このように強酸と弱塩基からなる塩以外の水溶液では、熱処理時の分解を促進する効果は認められず、強酸と弱塩基からなり、常温ではほぼ中性から弱酸性を示す塩の水溶液にのみ、そのような触媒的な効果が認められることを見出した。
かかる比較例1〜7における木材の重量減少率は、高耐久性の目標となる10%以上かつ25%以下の範囲に収まらない3.2%、4.0%、2.5%、4.3%、4.7%、6.2%、3.2%となり、高耐久性は確保されないことが明白となった。
なお、上述した実施例では、常温ではほぼ中性から弱酸性を示す塩の水溶液を木材に対して含浸させるとしたが、含浸させることができるのであれば、前記水溶液の木材への塗布、前記水溶液の木材への噴霧あるいは前記水溶液への木材の浸漬でであってもよいことはいうまでもない。

Claims (7)

  1. 強酸と弱塩基とからなり、常温でほぼ中性から弱酸性を示す塩の水溶液で木材を処理する工程と、前記木材を乾燥させる工程と、前記木材を加熱する工程とを具備したことを特徴とする高耐久性木材の製造方法。
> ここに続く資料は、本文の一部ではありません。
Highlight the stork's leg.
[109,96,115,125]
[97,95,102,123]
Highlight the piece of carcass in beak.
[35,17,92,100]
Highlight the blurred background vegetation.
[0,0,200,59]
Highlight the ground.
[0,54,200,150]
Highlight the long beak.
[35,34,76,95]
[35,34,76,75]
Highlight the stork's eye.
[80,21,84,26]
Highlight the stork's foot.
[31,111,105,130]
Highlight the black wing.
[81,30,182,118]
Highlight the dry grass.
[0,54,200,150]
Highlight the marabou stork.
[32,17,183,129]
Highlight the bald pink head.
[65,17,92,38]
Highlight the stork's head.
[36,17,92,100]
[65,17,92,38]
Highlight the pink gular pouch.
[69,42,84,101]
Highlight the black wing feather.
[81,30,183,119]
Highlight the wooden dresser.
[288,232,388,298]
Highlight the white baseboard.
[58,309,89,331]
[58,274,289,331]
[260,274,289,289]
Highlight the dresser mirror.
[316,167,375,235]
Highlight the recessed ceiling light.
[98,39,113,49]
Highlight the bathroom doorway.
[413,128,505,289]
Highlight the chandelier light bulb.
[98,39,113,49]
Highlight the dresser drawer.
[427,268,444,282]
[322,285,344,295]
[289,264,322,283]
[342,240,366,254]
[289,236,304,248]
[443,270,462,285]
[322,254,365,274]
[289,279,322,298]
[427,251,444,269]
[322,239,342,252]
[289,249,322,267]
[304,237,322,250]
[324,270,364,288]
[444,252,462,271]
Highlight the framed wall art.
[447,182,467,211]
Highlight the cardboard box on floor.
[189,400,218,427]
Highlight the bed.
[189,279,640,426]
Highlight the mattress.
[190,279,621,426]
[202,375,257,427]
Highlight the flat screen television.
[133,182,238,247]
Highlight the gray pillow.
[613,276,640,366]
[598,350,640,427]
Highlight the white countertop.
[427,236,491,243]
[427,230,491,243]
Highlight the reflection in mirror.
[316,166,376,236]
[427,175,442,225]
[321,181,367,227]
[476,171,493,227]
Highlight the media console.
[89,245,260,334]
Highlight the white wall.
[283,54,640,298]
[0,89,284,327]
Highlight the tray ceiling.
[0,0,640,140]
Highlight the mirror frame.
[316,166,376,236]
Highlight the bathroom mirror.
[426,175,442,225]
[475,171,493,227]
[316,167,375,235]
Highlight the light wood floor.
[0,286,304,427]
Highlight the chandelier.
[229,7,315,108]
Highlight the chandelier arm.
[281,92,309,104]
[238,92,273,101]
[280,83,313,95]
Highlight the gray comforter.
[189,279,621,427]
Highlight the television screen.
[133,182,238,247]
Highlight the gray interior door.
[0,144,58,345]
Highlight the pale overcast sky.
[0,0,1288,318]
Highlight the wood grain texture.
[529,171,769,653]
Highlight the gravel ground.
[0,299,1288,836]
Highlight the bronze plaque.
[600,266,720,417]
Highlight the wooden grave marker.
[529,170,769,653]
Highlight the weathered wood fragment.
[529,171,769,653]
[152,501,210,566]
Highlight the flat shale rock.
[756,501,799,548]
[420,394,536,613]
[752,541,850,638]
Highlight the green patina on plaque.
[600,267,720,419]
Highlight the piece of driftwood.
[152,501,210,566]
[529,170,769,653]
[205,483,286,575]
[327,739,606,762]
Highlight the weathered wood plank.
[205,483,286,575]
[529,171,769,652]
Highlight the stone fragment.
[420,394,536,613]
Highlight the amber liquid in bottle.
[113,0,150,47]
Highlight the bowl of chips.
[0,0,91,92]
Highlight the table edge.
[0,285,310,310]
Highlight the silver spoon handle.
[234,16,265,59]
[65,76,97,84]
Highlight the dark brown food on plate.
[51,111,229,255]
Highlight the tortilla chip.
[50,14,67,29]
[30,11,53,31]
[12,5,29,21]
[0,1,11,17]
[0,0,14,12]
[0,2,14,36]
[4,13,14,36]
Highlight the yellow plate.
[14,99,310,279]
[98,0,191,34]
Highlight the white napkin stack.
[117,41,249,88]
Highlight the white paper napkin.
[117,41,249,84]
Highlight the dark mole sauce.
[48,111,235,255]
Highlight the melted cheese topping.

  2. 前記塩の水溶液での処理は、木材に水溶液を含浸させる処理であることを特徴とする請求項1記載の高耐久性木材の製造方法。
  3. 前記木材に水溶液を含浸させる処理は、水溶液の含浸、水溶液の塗布、水溶液の噴霧、水溶液への浸漬のいずれであることを特徴とする請求項2記載の高耐久性木材の製造方法。
  4. 前記加熱する工程での木材の重量減少率は、10%以上25%以下であることを特徴とする請求項1、2又は3記載の高耐久性木材の製造方法。
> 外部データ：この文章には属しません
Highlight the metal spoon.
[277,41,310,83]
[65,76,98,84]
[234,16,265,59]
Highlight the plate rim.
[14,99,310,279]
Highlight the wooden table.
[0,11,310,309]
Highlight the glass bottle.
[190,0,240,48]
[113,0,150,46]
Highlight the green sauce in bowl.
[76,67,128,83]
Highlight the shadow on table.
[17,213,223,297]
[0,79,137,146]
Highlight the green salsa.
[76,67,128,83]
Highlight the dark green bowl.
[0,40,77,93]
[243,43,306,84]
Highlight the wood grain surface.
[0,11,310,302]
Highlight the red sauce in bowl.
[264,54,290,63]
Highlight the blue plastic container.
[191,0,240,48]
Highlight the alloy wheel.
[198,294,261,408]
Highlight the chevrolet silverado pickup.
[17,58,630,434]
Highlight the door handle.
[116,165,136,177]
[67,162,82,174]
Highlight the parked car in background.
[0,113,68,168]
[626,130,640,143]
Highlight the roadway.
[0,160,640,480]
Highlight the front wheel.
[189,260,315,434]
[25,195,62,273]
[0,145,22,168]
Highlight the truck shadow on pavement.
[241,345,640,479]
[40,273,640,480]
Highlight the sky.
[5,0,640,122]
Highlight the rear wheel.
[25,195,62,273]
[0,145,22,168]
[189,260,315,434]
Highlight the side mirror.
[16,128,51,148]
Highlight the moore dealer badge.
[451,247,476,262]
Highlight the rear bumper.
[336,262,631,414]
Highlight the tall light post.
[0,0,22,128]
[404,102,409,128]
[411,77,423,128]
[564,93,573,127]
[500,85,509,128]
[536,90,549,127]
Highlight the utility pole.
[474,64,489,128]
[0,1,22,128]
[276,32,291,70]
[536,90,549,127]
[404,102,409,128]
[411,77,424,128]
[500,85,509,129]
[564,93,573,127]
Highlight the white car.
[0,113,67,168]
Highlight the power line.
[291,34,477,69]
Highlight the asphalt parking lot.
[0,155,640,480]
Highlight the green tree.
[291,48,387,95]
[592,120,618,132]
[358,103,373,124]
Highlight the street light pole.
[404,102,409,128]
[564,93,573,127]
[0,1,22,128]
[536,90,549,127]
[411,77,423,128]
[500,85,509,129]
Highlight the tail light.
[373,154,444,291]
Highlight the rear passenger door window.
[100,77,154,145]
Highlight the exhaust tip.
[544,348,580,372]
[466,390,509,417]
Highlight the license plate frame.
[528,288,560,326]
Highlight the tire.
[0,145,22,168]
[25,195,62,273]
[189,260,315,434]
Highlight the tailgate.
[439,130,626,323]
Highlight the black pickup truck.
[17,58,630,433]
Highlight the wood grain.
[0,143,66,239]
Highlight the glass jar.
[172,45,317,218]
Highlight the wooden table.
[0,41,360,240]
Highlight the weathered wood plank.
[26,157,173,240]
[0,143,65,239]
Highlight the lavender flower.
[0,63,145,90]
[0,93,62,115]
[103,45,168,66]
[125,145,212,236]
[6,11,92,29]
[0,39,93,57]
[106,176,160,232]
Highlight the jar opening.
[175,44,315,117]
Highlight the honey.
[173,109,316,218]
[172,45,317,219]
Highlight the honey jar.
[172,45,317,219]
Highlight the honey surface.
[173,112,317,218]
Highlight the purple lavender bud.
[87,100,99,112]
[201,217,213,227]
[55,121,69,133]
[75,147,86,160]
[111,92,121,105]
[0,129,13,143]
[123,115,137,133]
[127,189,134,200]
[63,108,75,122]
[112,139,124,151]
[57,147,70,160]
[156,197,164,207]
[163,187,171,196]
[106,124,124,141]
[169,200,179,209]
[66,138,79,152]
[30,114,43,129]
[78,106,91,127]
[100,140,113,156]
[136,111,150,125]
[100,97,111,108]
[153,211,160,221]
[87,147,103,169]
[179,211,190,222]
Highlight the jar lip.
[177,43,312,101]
  5. 前記塩の水溶液の濃度は、0.5%以上2%以下であることを特徴とする請求項1、2、3又は4記載の高耐久性木材の製造方法。
  6. 前記加熱する工程での温度は、120℃以上200℃以下であることを特徴とする請求項1、2、3、4又は5記載の高耐久性木材の製造方法。
  7. 前記塩は、塩化マグネシウム、塩化カルシウム、硫酸銅又は硫酸アンモニウムであることを特徴とする請求項1、2、3、4、5又は6記載の高耐久性木材の製造方法。